Going Back to School and Starting an Indie Game Company… At the Same Time

Grunt Birthday Party

As I briefly mentioned in a previous blog post, I will be going back to school at the end of August for Computer Game and Simulation Design, which is my college’s fancy way of saying “video game development.” It doesn’t look like I’ll be getting financial aid this semester because of the fact that I already earned an Associate of Arts (before I knew what I wanted to do with my life), but I should be able to afford at least this semester with what I have saved up. I have an appointment to speak with a guidance counselor in a couple weeks (which is the earliest appointment they had available).

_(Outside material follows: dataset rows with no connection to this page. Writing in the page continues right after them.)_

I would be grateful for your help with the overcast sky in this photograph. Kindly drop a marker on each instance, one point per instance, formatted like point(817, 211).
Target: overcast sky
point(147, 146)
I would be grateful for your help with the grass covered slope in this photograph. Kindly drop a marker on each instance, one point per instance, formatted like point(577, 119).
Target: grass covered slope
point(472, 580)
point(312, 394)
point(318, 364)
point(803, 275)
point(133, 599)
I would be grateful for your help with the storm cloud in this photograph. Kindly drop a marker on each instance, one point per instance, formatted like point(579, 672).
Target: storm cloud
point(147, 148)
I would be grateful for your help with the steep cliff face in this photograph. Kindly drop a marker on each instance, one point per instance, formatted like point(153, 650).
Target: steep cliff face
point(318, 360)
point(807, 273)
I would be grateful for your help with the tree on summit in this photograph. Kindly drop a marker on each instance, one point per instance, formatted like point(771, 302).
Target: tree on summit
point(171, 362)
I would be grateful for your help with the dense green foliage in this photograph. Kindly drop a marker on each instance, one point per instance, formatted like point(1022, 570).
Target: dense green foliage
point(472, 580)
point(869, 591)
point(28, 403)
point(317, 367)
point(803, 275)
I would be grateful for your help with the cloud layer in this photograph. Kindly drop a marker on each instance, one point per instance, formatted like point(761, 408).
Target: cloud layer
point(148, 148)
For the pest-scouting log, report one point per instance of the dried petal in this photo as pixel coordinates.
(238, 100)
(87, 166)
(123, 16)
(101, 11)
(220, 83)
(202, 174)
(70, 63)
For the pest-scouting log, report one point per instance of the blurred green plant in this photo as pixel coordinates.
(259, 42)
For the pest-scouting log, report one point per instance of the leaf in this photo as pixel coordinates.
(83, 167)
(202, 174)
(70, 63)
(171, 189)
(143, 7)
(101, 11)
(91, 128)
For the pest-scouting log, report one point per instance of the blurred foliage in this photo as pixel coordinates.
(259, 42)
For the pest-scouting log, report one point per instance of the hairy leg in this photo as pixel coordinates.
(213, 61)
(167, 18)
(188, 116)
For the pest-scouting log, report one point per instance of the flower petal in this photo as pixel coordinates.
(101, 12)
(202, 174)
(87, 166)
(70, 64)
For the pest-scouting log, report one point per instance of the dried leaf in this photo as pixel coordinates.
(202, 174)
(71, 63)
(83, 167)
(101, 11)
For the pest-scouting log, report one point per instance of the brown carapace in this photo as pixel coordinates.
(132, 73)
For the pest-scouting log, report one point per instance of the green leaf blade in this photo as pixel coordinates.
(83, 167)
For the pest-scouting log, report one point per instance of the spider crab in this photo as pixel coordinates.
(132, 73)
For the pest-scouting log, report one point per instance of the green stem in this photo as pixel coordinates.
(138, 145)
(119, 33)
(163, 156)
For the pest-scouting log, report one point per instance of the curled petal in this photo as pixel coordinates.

I am also in the process of starting my own independent game company. I’ve always dreamed of starting my own business, and this will give me a lot of extra industry experience by time I finish my degree in game design. It might be crazy to be starting my own company while still in school, but plenty of other people have done it, and I’m just crazy enough to give it a shot. My plan is to start out small and offer my first few releases for free (supported by ads on the download pages) to generate buzz around my company while I gain more game making experience before actually trying to sell anything.

I’ve just started a new social media project on an independent contractor basis, so I’ll have some money coming in. I haven’t yet figured out what I’m going to do about my regular job. I don’t think I’ll be able to work 40 hours a week between the two jobs, plus work on getting my own company up and running, plus going to school full time. I don’t want my school work to suffer from lack of time that I’m able to spend on homework and studying.

Aside from applying for tons of scholarships for next semester and beyond, I’m brainstorming other ways to fund my education, such as crowd-funding. Have you tried crowd-funding to pay for your college tuition? Please post in the comments of this post what your experiences have been, both positive and negative.

Also, I’d like to hear from anyone else who has majored in game design or started their own indie game studio. How did you like your classes? If you already graduated, what are you doing now? If you own an indie game studio, how successful have you been thus far?

I’d really like to hear from anyone who’s on a similar career path. In this modern internet age, networking with like-minded individuals is probably one of the most important things you can do to become successful in your career.

I’ll keep this blog updated with my progress in school and in my indie game business.

(I don’t have an appropriate picture for this post, so I’ll just use a random Grunt enjoying his Grunt Birthday Party that I took on my phone many months ago.)